Watch out for wolves in Adobe Flash Player clothing
Those looking for a Flash .apk file to install could find themselves running into a Trojan Horse type of deception. Fake Flash apps have been reported with adware installed on phones, reaching out for your personal information, contacts and your notification bar. The latter could become a playground for ads if you're not careful. If you decide to check out some of those third party app stores that fly under the radar, be careful to give a wide berth to those apps pretending to be a version of Adobe Flash Player for your phone. Most of the malicious Flash Player fakes are located in third party Russian app stores.

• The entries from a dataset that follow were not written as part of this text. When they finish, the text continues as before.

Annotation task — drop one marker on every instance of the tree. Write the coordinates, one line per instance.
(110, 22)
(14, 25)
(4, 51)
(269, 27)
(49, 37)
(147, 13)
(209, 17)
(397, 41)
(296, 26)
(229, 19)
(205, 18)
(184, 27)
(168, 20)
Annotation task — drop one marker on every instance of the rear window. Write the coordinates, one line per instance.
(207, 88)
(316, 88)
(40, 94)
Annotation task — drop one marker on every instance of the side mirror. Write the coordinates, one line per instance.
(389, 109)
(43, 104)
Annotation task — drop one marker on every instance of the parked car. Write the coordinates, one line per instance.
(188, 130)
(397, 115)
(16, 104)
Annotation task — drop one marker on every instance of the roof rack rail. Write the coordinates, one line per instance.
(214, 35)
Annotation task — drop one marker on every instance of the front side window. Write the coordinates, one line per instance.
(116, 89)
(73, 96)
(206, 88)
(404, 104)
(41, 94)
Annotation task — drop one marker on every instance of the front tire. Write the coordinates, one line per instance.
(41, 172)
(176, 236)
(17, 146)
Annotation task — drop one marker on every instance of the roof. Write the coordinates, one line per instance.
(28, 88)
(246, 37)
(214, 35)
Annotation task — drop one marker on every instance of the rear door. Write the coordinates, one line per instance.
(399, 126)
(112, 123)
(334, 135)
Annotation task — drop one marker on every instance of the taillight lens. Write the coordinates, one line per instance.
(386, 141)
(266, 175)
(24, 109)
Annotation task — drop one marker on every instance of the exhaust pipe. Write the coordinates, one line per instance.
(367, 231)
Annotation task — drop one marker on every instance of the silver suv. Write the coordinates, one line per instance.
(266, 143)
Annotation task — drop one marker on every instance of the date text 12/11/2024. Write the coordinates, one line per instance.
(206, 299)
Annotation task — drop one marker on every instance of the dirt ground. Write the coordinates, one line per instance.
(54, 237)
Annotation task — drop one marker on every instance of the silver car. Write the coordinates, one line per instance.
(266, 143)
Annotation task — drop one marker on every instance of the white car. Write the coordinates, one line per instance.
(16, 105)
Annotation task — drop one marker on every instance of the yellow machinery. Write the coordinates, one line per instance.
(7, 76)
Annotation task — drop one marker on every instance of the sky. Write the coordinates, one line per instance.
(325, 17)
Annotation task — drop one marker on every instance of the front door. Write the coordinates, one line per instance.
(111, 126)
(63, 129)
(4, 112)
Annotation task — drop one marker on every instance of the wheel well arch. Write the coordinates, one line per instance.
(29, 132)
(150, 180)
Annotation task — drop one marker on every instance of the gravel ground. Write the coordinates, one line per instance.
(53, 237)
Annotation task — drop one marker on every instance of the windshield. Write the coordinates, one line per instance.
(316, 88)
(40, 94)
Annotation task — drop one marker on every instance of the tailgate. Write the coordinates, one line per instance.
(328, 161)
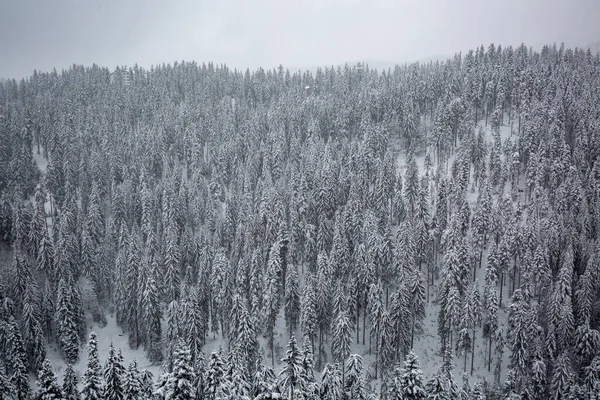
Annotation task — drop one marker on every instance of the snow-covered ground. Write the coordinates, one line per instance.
(111, 333)
(426, 345)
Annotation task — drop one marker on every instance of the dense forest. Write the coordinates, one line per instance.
(304, 227)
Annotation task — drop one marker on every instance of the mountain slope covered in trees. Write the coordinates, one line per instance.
(268, 234)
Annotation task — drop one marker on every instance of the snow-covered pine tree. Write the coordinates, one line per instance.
(332, 386)
(92, 378)
(132, 384)
(291, 373)
(436, 388)
(47, 384)
(215, 372)
(292, 299)
(409, 384)
(66, 322)
(114, 374)
(70, 382)
(354, 384)
(272, 296)
(342, 339)
(180, 385)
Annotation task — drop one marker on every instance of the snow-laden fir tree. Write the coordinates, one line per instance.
(70, 382)
(132, 384)
(354, 385)
(180, 384)
(292, 370)
(49, 388)
(409, 383)
(114, 374)
(92, 378)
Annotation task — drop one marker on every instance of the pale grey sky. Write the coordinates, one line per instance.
(44, 34)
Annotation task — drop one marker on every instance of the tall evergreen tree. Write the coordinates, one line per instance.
(47, 384)
(92, 378)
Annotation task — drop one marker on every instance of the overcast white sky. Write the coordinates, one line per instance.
(44, 34)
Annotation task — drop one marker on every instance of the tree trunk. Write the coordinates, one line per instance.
(365, 320)
(472, 350)
(501, 286)
(490, 354)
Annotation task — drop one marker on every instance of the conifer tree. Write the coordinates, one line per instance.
(292, 371)
(409, 384)
(47, 384)
(180, 385)
(114, 374)
(66, 322)
(92, 378)
(332, 387)
(292, 299)
(354, 385)
(70, 382)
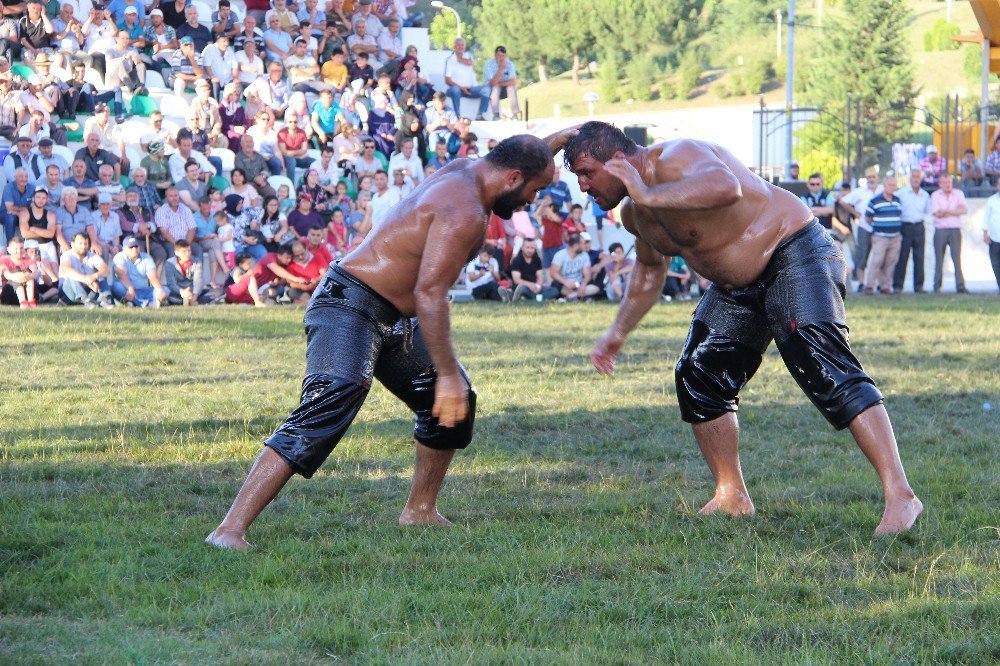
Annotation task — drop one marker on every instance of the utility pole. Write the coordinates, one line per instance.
(789, 84)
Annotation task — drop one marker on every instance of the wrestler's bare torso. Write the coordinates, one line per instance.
(731, 244)
(390, 257)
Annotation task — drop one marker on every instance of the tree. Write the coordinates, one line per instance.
(864, 52)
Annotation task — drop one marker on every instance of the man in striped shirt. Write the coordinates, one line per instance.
(885, 214)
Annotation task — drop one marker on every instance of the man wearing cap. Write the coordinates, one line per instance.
(71, 219)
(501, 77)
(23, 157)
(224, 21)
(933, 167)
(35, 31)
(124, 67)
(162, 40)
(199, 34)
(93, 156)
(107, 228)
(137, 280)
(219, 61)
(185, 66)
(38, 223)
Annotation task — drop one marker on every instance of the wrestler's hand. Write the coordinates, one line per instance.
(629, 175)
(451, 400)
(605, 351)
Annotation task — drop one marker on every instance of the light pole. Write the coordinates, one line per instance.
(437, 4)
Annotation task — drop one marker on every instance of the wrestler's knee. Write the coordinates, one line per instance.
(820, 359)
(710, 374)
(430, 433)
(314, 428)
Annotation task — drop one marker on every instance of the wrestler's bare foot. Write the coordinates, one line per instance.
(899, 516)
(225, 539)
(423, 517)
(732, 501)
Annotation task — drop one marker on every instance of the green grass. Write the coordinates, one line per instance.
(124, 436)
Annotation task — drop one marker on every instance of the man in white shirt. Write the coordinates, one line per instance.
(460, 78)
(916, 206)
(407, 161)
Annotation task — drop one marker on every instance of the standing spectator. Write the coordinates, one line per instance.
(137, 280)
(483, 275)
(83, 276)
(460, 78)
(884, 213)
(991, 231)
(182, 276)
(972, 169)
(933, 167)
(501, 77)
(993, 162)
(819, 200)
(947, 207)
(570, 271)
(856, 203)
(618, 270)
(916, 204)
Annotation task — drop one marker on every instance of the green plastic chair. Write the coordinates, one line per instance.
(22, 70)
(143, 105)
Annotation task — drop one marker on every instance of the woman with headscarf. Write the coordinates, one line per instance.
(247, 236)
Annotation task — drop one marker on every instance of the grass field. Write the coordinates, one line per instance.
(124, 436)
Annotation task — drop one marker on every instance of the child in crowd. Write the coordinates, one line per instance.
(224, 234)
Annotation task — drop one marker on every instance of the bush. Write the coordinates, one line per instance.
(609, 73)
(689, 73)
(939, 37)
(642, 73)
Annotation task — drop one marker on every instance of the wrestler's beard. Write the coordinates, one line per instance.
(508, 202)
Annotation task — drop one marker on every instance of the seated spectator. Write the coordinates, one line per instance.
(219, 63)
(242, 285)
(18, 273)
(678, 283)
(191, 29)
(185, 66)
(16, 198)
(38, 223)
(174, 221)
(107, 185)
(570, 271)
(618, 270)
(253, 165)
(501, 77)
(73, 219)
(361, 70)
(107, 228)
(460, 77)
(93, 156)
(527, 275)
(137, 281)
(293, 146)
(192, 187)
(182, 276)
(307, 268)
(248, 66)
(83, 275)
(125, 68)
(147, 193)
(972, 169)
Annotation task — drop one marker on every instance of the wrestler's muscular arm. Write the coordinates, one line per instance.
(448, 245)
(643, 292)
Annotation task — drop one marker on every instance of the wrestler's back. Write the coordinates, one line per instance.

One piece of adware disguised as a legit Flash Player app was found on an English language web site and was installed on an Android phone. The malware sent out ads every 15 minutes on the unlucky phone owner's notification bar and sent out messages to those on the contacts list. And to make detection of a fake harder, the rogue app installs an XDA developed version of Flash Player which is not as inclusive as the real thing. Because it does function to some degree, it might be some time before the ruse is discovered. This version of Flash is not supported by Adobe and could cause problems for your handset once installed.
Do you want to hear something mindblowing? The official Adobe Flash Player for Android is actually still available...on Adobe's own home site! The only caveat is that if Adobe decides to provide a security update or a minor bug fix for the version from the Google Play Store, you'll be shut out. But hey, that's not too bad for those who really, really wanted Flash on their phone but were too distracted to remember the deadline.